Starring Tina Fey, Amy Poehler, Greg Kinnear

 

Baby Mama

When you write for Saturday Night Live you don't have much room for character development, personality nuances, or even jokes that may take more than 10 seconds to make their point. Everything's got to be up front and visible, because you're going on to the next skit right after the commercial break. The new film "Baby Mama" was written and directed by Michael McCullers, who comes from that show, which is the problem with the film.

What's wrong with "Baby Mama" is that it reads like an extended version of a Saturday Night Live sketch, except that it's an hour and a half long. Moreover, it has Tina Fey (the onetime lead writer of Saturday Night Live) as Kate, the lead, in the role of a 37-year-old single woman, vice president of a Whole-Foods-like chain, who now wants a baby but seems not able to carry one because of a problem with her uterus. And the problem with Tina Fey is that she can't find a character within the script, so she stands around waiting for her lines instead of being Kate the character.

Her sidekick, Amy Poehler, who plays Angie, an urban version of trailer trash, is the surrogate mother Kate hires through an insemination agency headed by a totally wasted Sigourney Weaver in a role that could have been played by any actor at all. Poehler has the best lines and at least knows how to deliver them to the inert Tina Fey, but it would take a lot more than one actor to make this movie bearable.

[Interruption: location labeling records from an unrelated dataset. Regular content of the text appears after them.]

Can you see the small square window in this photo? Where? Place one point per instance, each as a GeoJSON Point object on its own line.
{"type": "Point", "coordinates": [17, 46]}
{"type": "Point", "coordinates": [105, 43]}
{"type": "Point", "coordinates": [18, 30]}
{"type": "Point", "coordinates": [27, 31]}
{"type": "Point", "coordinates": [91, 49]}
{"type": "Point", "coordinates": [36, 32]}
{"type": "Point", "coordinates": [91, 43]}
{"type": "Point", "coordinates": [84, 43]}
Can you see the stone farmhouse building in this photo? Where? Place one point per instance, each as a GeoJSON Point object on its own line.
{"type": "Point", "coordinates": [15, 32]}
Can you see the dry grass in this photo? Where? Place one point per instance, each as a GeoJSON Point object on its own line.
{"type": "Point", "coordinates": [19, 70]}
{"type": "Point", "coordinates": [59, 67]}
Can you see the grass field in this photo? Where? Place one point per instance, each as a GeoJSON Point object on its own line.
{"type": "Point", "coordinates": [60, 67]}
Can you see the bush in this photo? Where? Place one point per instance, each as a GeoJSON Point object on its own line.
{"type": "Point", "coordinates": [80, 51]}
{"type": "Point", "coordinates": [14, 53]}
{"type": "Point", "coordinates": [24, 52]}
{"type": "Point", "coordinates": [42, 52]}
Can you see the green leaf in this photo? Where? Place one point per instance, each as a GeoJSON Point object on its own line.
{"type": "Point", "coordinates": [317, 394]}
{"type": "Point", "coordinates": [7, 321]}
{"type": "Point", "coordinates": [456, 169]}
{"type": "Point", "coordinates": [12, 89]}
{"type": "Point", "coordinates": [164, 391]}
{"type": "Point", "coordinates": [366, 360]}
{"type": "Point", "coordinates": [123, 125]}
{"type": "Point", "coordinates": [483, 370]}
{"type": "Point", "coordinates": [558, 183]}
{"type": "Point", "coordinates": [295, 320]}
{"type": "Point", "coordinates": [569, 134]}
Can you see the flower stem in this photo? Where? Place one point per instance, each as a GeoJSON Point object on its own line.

The plot has Kate choosing a sperm donor and giving three eggs to Angie to incubate. But Angie has a bad case of the munchies - as opposed to eating the healthy foods that Kate believes in, and a boyfriend, Carl, who's only interested in the money they'll get. There's also Steve Martin as the very zen president of Kate's company, a role that was obviously written in as a desperate attempt to provide something of an amusing sub-plot.

There's also the scriptwriter's cliche of the all-knowing black doorman of Kate's apartment, and, finally, Kate's love interest, Greg Kinnear, who owns an organic juice store in the neighborhood that Kate finds for her new supermarket. The plot somehow stirs all of these together but emerges with something that tastes as bad as an organic drink of banana, carrot and cabbage juice, which is all I could think of while watching this film.